Reading from text files

Here's how to read data from a text file.

To begin with use IDLE to create a small test text file:

.

We can visualize this on disk as,

T h e   f i r s t   l i n e . \n L i n e   2 . \n T h e   t h i r d   a n d   l a s t   l i n e . \n EOF

The only new item here are the \n characters These denote newline characters which like EOF characters vary between operating sytems. (Don't worry the Python you installed was compiled to know what they are on your system).

There are three common ways of reading a text file like this in:

  1. One line at a time, processing lines as we go,
  2. The whole file into a string,
  3. The whole file into a list of strings, one entry per line.

When possible, option 1. is preferred since it is the most memory efficient because it holds only a bit of the file (one line) in memory at any given time.
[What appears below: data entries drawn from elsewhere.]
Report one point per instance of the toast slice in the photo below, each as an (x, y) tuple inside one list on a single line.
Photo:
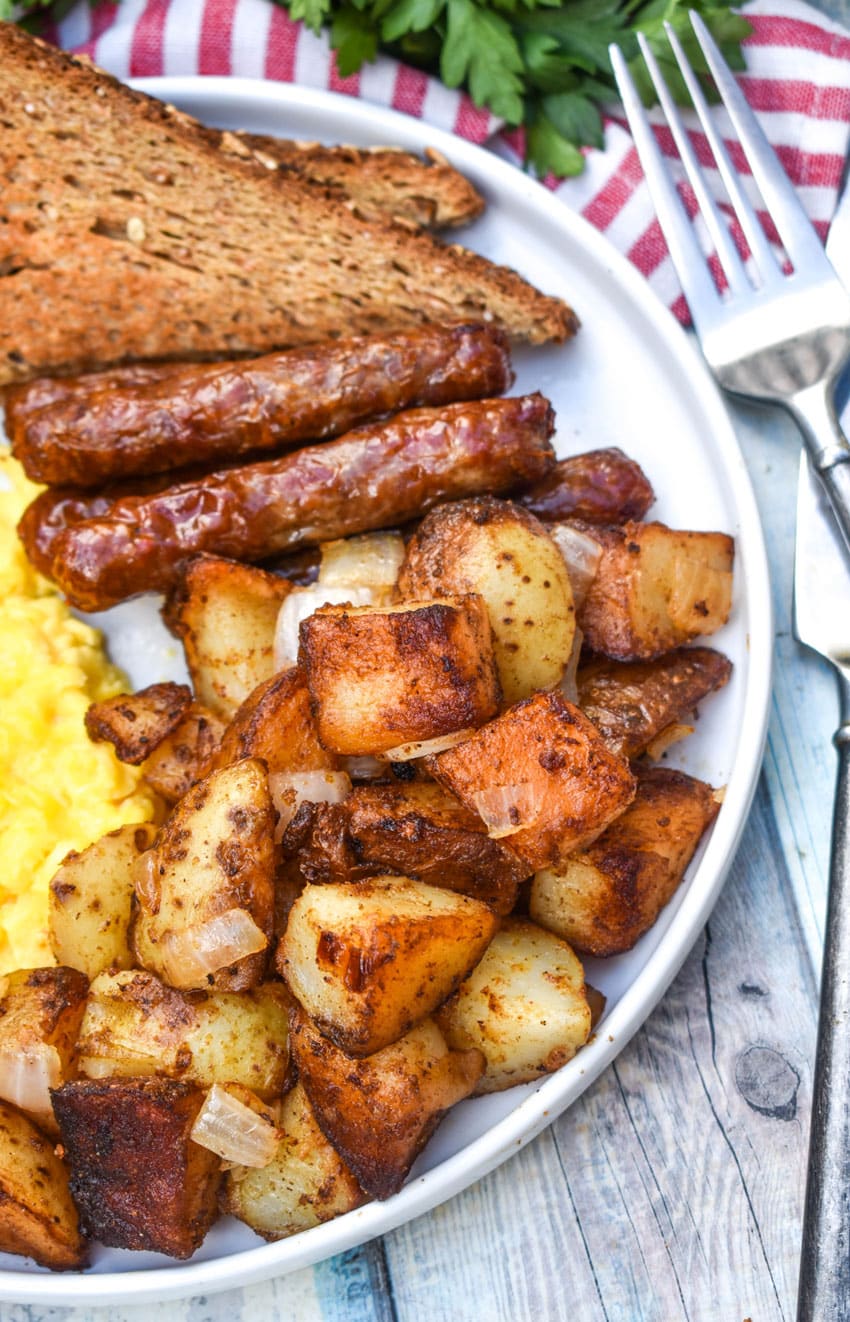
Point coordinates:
[(127, 234)]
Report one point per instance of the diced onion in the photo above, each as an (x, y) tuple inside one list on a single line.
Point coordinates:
[(189, 955), (27, 1076), (226, 1127), (582, 555), (506, 809), (292, 788), (299, 606)]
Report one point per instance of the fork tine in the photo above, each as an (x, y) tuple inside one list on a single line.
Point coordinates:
[(718, 229), (688, 258), (800, 239)]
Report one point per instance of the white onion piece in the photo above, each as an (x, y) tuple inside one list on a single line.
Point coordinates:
[(505, 809), (425, 747), (189, 955), (299, 606), (233, 1130), (292, 788), (27, 1076), (582, 555)]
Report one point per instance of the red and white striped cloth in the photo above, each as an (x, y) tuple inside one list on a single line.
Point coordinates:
[(797, 79)]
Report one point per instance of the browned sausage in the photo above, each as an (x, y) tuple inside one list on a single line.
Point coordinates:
[(376, 476), (600, 487), (217, 413)]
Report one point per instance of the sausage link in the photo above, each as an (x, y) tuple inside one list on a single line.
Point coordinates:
[(376, 476), (216, 413)]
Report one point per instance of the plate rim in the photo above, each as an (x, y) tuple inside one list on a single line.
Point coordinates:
[(551, 1096)]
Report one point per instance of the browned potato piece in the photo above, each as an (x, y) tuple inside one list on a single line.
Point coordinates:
[(185, 756), (136, 1177), (655, 590), (417, 830), (90, 900), (386, 676), (40, 1015), (135, 1025), (524, 1006), (604, 898), (380, 1112), (135, 723), (37, 1214), (205, 891), (501, 551), (225, 614), (370, 960), (541, 776), (276, 723), (307, 1182), (635, 702)]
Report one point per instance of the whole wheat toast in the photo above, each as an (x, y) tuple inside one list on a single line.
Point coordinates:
[(126, 234)]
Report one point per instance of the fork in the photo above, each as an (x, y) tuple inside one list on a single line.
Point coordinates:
[(781, 339)]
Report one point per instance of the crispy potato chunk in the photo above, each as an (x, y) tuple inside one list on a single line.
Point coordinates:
[(225, 614), (541, 776), (635, 702), (606, 896), (205, 891), (37, 1214), (276, 723), (135, 1025), (368, 961), (135, 723), (304, 1185), (655, 590), (386, 676), (136, 1177), (415, 830), (524, 1006), (380, 1112), (501, 551), (90, 902)]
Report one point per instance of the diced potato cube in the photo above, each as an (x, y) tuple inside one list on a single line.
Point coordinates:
[(606, 896), (370, 960), (541, 777), (524, 1006), (386, 676)]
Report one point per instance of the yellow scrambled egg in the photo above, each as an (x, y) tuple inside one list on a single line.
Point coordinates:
[(57, 789)]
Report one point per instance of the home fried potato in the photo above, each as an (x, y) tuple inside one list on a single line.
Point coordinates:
[(502, 553), (635, 703), (415, 830), (655, 590), (147, 1186), (135, 723), (540, 776), (90, 900), (225, 614), (205, 891), (524, 1006), (606, 896), (370, 960), (381, 1111), (304, 1185), (37, 1215), (136, 1025), (386, 676)]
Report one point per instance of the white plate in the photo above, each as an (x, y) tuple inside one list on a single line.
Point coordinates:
[(633, 380)]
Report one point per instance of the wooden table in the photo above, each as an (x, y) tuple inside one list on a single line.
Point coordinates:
[(673, 1189)]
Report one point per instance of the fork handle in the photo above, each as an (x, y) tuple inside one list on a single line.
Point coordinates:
[(824, 1294)]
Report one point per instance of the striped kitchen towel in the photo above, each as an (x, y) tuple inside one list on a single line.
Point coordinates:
[(797, 79)]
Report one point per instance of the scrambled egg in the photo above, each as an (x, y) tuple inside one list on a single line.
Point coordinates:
[(57, 789)]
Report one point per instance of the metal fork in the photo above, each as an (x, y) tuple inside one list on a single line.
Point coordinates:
[(785, 339)]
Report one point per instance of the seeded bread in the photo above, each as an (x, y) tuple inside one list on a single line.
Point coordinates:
[(127, 234)]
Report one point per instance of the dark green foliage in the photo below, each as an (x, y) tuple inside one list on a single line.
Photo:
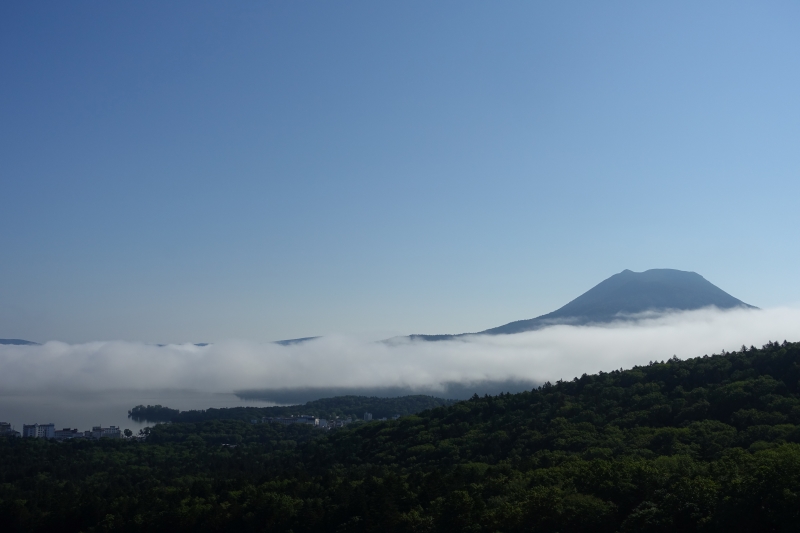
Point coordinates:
[(707, 444), (340, 406)]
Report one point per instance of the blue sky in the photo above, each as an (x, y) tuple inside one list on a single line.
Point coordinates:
[(205, 171)]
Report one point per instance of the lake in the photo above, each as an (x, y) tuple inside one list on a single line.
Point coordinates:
[(86, 409)]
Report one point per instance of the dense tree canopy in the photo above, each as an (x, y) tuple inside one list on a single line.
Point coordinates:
[(706, 444)]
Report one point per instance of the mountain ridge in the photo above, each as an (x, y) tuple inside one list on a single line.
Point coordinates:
[(620, 296)]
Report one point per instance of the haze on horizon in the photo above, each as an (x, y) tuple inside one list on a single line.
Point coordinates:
[(199, 172)]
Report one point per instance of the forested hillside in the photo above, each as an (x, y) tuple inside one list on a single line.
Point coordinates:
[(329, 408), (706, 444)]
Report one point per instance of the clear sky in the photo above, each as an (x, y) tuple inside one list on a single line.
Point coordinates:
[(194, 171)]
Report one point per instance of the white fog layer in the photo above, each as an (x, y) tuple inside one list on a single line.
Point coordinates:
[(558, 352)]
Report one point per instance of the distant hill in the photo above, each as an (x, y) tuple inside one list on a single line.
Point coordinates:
[(624, 294), (18, 342), (340, 406)]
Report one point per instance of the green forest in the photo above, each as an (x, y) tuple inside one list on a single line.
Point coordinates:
[(704, 444), (328, 408)]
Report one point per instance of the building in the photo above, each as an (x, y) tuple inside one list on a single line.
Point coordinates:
[(302, 419), (67, 434), (111, 432), (40, 431)]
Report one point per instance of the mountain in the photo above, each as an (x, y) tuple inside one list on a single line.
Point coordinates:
[(18, 342), (624, 294)]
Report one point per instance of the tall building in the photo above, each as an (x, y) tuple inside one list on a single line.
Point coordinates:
[(7, 431), (111, 432), (40, 431)]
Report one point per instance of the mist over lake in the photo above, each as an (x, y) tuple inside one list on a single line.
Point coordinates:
[(82, 410)]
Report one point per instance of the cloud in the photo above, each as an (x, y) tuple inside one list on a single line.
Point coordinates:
[(345, 363)]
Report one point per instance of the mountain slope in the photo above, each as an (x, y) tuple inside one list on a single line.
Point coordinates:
[(624, 294), (630, 293)]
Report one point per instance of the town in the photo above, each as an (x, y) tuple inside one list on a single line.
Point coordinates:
[(321, 423), (49, 431)]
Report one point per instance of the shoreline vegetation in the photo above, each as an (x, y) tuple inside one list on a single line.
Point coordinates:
[(705, 444), (329, 408)]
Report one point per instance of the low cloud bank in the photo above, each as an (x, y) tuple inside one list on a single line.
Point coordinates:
[(340, 363)]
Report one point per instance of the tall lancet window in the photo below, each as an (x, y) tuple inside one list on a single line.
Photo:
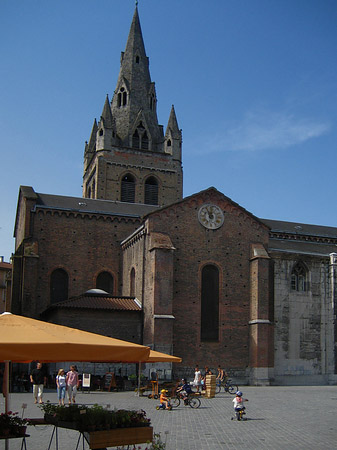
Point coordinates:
[(299, 278), (151, 191), (140, 138), (122, 97), (128, 189), (210, 303)]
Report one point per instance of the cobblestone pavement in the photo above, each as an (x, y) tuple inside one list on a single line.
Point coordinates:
[(295, 417)]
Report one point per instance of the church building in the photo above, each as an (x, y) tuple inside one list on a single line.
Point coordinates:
[(197, 277)]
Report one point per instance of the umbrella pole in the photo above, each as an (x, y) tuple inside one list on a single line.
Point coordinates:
[(139, 369), (6, 394), (6, 387)]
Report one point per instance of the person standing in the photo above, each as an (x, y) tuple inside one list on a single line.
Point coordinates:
[(197, 378), (38, 378), (61, 386), (72, 383)]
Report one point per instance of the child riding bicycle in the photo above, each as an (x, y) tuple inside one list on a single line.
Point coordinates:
[(239, 407), (164, 400), (185, 390)]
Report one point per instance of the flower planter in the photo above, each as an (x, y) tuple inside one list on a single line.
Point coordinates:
[(119, 436)]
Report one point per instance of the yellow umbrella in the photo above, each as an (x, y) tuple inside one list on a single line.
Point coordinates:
[(161, 357), (23, 340)]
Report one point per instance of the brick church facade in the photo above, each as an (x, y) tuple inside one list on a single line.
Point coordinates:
[(198, 277)]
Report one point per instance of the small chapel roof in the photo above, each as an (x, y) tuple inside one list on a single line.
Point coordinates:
[(99, 301), (89, 205), (300, 238)]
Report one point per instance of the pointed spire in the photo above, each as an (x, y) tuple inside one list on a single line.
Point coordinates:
[(91, 146), (106, 114), (173, 124), (134, 55)]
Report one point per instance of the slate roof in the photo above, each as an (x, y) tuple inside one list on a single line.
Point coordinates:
[(106, 302), (93, 206), (300, 238)]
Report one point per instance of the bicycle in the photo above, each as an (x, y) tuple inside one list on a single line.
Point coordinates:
[(227, 386), (192, 401), (239, 414)]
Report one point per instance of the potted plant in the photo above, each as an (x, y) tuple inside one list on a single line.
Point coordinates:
[(102, 427), (11, 425)]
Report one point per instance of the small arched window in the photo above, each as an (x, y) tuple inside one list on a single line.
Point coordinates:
[(58, 286), (122, 97), (210, 303), (135, 139), (299, 278), (140, 138), (151, 191), (128, 189), (132, 283), (105, 282), (145, 141)]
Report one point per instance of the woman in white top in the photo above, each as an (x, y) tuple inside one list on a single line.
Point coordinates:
[(61, 386)]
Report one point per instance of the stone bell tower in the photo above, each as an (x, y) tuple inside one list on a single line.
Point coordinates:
[(128, 157)]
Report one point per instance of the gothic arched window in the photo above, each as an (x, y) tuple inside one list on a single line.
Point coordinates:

Here's the Python code for each of these options.

One line at a time:

    # file_read_1.py
    f = open('text_file.txt', 'r') # Open the file.
    for line in f:                 # Iterate through the file a line at a time.
        print(line, end="")         # Process the current line.
    f.close()                      # Close the file.

or with a while loop...

    # file_read_1.py
    f = open('text_file.txt', 'r') # Open the file.
    line = f.readline()            # Get the first line.
    while line != "":              # Iterate through the file a line at a time.
        print(line, end="")        # Process the current line.
        line = f.readline()
    f.close()                      # Close the file.

Notes:

>>> 
The first line.
Line 2.
The third and last line.
>>>

The whole file into a string:

    # file_read_2.py
    f = open('text_file.txt', 'r')
    s = f.read()
    print('s is', len(s), 'characters long.')
    print(s)
    f.close()
>>> 
s is 49 characters long.
The first line.
Line 2.
The third and last line.
>>> 

The whole file into a list of strings,

    # file_read_3.py
    f = open('text_file.txt', 'r')
    lines = f.readlines()
    print(lines)
    f.close()

Output:

>>> 
['The first line.\n', 'Line 2.\n', 'The third and last line.\n']
>>>

Note that the newline character is included. If you don't want it you need to strip it yourself.